Moreover, as undocumented and as unrealistic as the petitioners' fears on this score appear to be, the Board nonetheless included provisions in its orders to calm this concern. In the Citicorp order the Board required that "all proposed data processing services provided by Citicorp to others outside the holding company for banking, financial and economic data must be provided pursuant to a written agreement so describing and limiting the services." Citicorp Order, 68 Fed.Res.Bull. at 507. The approval conferred by the amended Regulation Y applies only when "the data to be processed or furnished are financial, banking, or economic, and the services are provided pursuant to a written agreement so describing and limiting the services." 12 C.F.R. § 225.25(b)(7)(i).

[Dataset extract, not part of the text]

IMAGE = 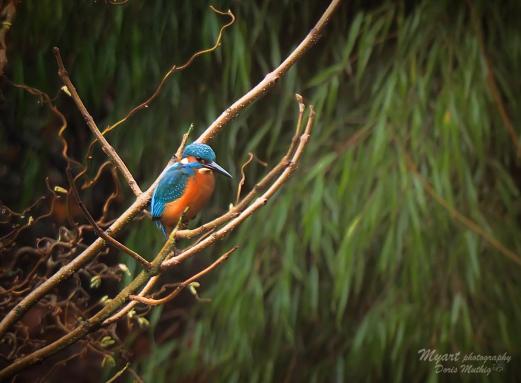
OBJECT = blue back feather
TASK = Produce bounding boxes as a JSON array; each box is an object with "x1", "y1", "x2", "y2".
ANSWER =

These agreements will be subject to scrutiny in connection with the Board's case-by-case "public benefits" determination. In addition, the amended Regulation Y specifically requires that the offered facilities (by which the Board means "data processing and transmission hardware, systems software, documentation and operating personnel," Citicorp Order, 68 Fed.Res.Bull. at 507 n. 12) be "designed, marketed, and operated for the processing and transmission of financial, banking, or economic data," 12 C.F.R. § 225.25(b)(7)(ii), and the Citicorp order makes it clear that this imposes the obligation to "take the technical steps necessary to ensure" this result. 68 Fed.Res.Bull. at 508. It is unthinkable that any more should be required.69
In both the Citicorp order and the Regulation Y order, the Board approved bank holding company provision of data processing hardware to their customers. Hardware is the equipment used in data processing systems, such as the mainframe computer, terminals, printers, memory devices, and the like. Software is the coded instructions which control the way data is processed, for example, individual programs. See Recommended Decision at 6-7, J.A. B-77 to B-78. For present purposes, data processing hardware provided by bank holding companies can be divided into two types, which were approved subject to different conditions and must be discussed separately.71
Specialized hardware is specifically designed "to provide a permissible data processing or transmission service, and is not likely to be used, to any significant extent, for nonfinancial purposes." Citicorp Order, 68 Fed.Res.Bull. at 508 n. 14. The prime example is the automated teller machine (ATM), which is designed to execute banking transactions and has special security features appropriate to that purpose. The Board found that such hardware, when "offered only in conjunction with software designed and marketed for  the processing and transmission of financial, banking, or economic data," 12 C.F.R. § 225.25(b)(7)(iii), meets the third National Courier test. Citicorp Order, 68 Fed.Res. Bull. at 508 & n. 14, 509; Regulation Y Order, 47 Fed.Reg. 37,370. As noted earlier, that test reads as follows:72
Banks generally provide services that are so integrally related to the proposed services as to require their provision in a specialized form.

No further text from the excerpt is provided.